Amazon is opening up the smarts of its Generative AI listing creation to more sellers, announcing today that sellers in France, Germany, Italy, Spain and the UK will now have access to a tool designed to improve their product listings by generating product descriptions, titles and related details.
Additionally, sellers can also “enrich” existing product listings by automatically adding missing information.
The announcement comes nine months after Amazon first revealed plans to offer its generative AI technology to sellers. Amazon hasn't been very forthcoming about its availability by market, but it's likely limited to the U.S. so far; however, the company quietly released the tools in the U.K. earlier this month, according to an Amazon forum post. And in a blog post today, the company said it rolled out the feature to the U.K. and select EU markets “a few weeks ago,” and that more than 30,000 sellers appear to be using at least these AI-enabled listing tools in that time.
Amazon is pitching these new tools as a way to help sellers get their products listed faster.[List Your Products]Go to the page and enter some relevant keywords to describe your product.[Create]With the touch of a button, you can create the basis for a new listing.[Product image]You can also upload photos and create your listing from the tab.
Amazon Marketing Images from Generative AI-Powered Listings Image Credit: Amazon
Amazon will then magically create a product title, bullet points, and description that you can leave as is or edit. However, given the tendency of large language models (LLMs) to hallucinate, it's unwise to post your product listing unchecked. Amazon acknowledges this and encourages sellers to “exhaustively” review their copy to make sure everything is correct.
“Our generative AI tools are constantly learning and evolving,” the company said in a UK forum announcement two weeks ago. “We're actively developing powerful new features to make generated listings even more effective and make it even easier for you to list your products.”
Earlier this year, Amazon also released a new tool that lets sellers create product listings by submitting URLs for their existing websites. It's unclear when Amazon will extend this feature to markets outside of Europe and the US.
Questions about the data
Amazon is well versed in AI and machine learning across its vast e-commerce empire, but bringing any form of AI to the European market raises potential regulatory issues. First, there's GDPR on data privacy, not to mention the Digital Services Act (DSA) on algorithmic risk, and Amazon's online store has been designated a Very Large Online Platform (VLOP) with the aim of ensuring transparency in the application of AI.
Incidentally, Meta was forced last week to suspend plans to train its AI on public posts from European users under pressure from regulators. And Amazon itself has faced the wrath of EU regulators for misusing merchant data, allegedly obtaining non-public data from third-party sellers to benefit its retail rivals. And this month, British retailers filed a £1.1 billion lawsuit against Amazon over similar accusations.
Amazon's recent foray into generative AI is a different proposition, but it would have required training law students on some kind of data. What data, exactly, is unclear. In its original announcement last September, Amazon shared a statement from Robert Tekiela, vice president of selection and catalog systems, that referred to “diverse sources.”

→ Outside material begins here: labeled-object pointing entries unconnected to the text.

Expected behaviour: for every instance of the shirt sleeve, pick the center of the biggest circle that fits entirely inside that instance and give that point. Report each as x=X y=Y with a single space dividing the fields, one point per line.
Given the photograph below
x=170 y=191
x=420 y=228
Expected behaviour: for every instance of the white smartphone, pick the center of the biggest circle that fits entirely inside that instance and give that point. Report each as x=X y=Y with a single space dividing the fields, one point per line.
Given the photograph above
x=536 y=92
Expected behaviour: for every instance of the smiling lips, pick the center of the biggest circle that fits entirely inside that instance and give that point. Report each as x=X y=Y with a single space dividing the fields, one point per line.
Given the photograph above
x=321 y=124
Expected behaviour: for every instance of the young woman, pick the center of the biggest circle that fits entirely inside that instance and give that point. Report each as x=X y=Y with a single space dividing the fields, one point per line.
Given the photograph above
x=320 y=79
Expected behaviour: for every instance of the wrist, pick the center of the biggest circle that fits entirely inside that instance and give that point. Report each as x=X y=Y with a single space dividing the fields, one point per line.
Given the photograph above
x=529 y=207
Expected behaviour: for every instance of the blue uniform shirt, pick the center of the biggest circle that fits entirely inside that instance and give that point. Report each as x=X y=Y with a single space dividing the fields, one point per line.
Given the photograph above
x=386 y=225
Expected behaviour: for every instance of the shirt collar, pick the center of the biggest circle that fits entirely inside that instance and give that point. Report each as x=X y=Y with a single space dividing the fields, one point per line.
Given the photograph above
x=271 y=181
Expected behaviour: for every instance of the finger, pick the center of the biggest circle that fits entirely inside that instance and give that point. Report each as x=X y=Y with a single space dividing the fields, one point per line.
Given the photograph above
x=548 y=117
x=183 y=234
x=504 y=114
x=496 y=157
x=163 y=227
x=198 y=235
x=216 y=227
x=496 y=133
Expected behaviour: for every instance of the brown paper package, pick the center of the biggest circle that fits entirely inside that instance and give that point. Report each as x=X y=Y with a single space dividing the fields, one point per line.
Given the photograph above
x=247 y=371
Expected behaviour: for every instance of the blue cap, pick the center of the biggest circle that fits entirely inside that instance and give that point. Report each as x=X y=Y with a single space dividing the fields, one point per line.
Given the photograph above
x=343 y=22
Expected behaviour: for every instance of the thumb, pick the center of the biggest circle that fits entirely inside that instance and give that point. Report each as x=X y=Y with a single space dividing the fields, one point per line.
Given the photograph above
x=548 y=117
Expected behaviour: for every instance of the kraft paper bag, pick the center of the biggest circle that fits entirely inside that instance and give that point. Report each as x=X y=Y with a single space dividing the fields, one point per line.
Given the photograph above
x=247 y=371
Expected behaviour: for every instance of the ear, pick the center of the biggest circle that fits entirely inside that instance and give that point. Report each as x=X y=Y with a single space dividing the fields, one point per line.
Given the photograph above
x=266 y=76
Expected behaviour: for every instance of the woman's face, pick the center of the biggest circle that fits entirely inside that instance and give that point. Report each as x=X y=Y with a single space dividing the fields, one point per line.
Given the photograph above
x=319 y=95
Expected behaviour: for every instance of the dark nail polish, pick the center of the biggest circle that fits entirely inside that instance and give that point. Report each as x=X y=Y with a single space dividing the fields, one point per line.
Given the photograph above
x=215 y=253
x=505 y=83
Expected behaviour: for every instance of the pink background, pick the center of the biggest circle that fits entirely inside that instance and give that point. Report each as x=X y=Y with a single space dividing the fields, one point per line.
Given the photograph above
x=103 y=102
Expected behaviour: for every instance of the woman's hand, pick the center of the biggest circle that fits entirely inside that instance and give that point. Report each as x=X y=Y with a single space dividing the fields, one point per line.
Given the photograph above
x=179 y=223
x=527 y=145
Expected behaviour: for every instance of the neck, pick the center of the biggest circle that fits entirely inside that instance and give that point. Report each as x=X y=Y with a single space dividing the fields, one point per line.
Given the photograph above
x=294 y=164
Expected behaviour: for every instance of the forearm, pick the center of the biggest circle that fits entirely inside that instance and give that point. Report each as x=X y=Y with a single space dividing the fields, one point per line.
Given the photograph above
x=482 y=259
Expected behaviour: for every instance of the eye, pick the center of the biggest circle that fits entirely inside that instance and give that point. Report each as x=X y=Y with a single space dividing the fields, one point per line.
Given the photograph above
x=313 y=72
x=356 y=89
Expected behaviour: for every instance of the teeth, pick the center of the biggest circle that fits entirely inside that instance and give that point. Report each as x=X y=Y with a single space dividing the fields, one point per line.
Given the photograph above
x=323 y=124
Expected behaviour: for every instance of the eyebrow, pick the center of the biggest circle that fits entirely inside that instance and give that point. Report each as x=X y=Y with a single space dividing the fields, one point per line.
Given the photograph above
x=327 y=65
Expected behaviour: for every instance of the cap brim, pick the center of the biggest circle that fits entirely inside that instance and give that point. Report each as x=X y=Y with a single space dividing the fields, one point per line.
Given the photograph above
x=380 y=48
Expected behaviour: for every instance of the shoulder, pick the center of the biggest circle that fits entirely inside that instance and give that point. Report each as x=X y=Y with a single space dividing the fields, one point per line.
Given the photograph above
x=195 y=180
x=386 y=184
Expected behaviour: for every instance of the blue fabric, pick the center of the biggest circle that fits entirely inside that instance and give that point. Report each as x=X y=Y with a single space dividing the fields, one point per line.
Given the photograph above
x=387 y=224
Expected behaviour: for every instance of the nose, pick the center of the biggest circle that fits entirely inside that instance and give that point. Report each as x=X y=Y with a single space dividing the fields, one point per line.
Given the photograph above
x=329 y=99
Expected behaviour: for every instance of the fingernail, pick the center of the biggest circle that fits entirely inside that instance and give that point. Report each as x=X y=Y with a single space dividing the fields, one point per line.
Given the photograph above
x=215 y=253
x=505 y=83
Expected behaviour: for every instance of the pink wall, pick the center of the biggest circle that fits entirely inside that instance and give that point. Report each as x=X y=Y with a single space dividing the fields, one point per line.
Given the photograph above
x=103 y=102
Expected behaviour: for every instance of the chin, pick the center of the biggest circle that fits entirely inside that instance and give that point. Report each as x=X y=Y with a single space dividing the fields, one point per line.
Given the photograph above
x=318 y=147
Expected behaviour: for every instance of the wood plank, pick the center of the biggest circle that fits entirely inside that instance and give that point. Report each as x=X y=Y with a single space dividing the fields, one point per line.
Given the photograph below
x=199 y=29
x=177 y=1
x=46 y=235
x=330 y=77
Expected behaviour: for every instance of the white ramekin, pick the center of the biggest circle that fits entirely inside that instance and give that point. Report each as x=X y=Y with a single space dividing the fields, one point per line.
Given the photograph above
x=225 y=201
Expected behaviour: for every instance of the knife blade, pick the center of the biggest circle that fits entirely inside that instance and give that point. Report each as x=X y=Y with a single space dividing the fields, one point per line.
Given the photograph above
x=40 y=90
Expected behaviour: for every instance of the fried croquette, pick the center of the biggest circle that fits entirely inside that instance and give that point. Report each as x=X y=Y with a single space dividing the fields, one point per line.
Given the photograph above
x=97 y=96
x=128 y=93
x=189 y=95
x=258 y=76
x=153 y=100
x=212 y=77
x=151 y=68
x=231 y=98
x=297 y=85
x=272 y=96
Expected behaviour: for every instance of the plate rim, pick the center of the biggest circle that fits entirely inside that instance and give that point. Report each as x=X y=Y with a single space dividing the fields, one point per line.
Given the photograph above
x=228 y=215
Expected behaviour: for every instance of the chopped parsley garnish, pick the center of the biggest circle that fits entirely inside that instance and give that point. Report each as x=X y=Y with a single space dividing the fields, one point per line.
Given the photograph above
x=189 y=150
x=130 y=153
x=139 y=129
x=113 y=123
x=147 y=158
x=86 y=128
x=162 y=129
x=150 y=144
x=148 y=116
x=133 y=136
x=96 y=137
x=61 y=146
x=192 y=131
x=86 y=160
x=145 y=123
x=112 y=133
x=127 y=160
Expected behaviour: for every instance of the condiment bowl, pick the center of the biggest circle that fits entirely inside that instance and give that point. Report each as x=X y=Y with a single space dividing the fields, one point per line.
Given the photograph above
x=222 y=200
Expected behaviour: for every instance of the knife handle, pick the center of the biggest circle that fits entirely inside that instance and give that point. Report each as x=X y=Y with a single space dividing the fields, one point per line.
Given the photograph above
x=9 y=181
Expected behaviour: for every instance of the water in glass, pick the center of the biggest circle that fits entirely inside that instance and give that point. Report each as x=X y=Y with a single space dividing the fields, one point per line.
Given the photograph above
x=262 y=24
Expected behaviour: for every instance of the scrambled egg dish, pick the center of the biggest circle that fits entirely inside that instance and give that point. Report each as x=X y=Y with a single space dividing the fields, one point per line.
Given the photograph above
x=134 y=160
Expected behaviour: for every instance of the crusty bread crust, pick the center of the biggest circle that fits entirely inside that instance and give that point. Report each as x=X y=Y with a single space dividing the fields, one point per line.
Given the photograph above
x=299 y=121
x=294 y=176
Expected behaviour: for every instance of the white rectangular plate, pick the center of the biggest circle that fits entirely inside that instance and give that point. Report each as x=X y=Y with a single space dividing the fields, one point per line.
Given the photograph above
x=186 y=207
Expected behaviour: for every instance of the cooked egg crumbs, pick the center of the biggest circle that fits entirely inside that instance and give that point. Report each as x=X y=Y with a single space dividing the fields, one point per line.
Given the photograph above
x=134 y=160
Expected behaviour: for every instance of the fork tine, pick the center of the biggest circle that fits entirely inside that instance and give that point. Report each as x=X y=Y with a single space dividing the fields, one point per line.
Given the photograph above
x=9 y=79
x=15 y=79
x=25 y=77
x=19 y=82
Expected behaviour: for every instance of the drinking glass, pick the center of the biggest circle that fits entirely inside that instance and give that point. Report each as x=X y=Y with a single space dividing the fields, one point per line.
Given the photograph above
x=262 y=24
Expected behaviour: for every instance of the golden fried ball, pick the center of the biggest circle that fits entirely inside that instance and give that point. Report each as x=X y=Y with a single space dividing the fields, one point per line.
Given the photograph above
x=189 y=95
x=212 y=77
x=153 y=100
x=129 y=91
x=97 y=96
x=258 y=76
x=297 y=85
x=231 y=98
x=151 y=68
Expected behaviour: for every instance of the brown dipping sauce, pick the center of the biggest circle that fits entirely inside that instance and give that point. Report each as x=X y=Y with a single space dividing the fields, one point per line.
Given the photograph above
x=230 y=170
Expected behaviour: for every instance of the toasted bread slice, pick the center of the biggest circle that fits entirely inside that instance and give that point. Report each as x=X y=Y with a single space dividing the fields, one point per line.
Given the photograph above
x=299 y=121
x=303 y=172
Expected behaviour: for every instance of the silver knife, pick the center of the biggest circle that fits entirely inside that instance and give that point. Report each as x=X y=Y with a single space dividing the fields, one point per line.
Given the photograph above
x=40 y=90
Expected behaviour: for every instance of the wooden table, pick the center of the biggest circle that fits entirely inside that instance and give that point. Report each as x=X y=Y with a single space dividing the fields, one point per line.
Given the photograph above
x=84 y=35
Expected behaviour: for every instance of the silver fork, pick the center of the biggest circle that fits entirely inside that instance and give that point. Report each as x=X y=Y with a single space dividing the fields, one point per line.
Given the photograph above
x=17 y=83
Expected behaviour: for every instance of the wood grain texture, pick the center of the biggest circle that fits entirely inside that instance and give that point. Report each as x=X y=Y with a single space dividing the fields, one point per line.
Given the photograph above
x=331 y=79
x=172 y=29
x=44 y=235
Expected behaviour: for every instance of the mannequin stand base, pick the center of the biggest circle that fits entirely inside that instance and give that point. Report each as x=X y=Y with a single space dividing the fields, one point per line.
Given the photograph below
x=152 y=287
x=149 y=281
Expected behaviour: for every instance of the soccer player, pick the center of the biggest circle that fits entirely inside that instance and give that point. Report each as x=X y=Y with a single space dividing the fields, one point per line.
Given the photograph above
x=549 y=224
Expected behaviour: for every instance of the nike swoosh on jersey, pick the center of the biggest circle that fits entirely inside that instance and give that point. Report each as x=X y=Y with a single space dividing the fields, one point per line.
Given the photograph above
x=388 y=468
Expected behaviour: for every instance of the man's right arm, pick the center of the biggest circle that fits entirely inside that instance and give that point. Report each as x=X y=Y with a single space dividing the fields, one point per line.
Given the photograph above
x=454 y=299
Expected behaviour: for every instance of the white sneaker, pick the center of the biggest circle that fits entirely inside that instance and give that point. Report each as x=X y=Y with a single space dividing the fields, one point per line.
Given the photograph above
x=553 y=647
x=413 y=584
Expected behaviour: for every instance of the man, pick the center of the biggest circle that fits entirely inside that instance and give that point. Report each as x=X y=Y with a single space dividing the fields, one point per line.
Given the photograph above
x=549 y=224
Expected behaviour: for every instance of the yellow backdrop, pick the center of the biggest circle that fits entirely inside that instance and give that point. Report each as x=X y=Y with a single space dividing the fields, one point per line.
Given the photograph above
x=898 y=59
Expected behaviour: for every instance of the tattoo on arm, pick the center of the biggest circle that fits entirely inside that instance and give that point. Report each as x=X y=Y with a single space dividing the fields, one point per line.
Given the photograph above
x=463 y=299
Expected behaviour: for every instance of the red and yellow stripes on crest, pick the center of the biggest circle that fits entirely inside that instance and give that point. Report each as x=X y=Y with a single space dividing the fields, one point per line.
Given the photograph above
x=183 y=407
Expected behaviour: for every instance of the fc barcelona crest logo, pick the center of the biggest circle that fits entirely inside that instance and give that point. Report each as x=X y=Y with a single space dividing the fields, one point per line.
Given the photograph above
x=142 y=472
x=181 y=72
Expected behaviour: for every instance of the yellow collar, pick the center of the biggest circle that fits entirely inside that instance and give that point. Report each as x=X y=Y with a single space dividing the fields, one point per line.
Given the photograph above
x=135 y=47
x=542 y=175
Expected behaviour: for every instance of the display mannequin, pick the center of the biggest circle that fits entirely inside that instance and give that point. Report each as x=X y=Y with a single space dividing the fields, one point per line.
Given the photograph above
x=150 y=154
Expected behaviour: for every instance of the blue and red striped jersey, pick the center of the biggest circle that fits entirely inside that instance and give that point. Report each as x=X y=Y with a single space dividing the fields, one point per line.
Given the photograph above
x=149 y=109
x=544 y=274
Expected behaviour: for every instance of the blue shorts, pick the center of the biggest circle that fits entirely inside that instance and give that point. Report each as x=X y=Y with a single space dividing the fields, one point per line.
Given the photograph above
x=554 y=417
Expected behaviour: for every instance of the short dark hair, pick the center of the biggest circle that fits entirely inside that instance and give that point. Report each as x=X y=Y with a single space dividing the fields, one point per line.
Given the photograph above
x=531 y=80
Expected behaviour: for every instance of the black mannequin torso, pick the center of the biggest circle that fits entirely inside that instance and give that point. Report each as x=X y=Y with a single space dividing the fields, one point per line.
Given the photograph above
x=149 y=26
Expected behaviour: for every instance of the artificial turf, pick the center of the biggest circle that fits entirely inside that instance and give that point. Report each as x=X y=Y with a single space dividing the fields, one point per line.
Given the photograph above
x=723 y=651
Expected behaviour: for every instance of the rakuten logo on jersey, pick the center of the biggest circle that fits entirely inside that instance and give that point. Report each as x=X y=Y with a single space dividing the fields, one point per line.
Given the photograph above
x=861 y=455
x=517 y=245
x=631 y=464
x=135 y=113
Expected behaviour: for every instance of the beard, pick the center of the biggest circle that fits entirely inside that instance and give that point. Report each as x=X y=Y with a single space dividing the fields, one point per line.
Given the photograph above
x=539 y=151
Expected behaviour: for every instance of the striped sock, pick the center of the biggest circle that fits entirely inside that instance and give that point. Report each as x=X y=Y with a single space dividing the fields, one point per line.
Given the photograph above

Our new generative AI models enable you to infer, improve and enhance product knowledge at an unprecedented scale, dramatically improving quality, performance and efficiency. Our models learn to infer product information through learned sources, latent knowledge and logical reasoning. For example, they can infer that a table is circular if the diameter is listed in the specifications, or infer the style of a shirt collar from a picture of the shirt.
Robert Tekiela, vice president of selection and catalog systems at Amazon
TechCrunch has reached out to Amazon for comment on these various issues and will update if or when we hear back.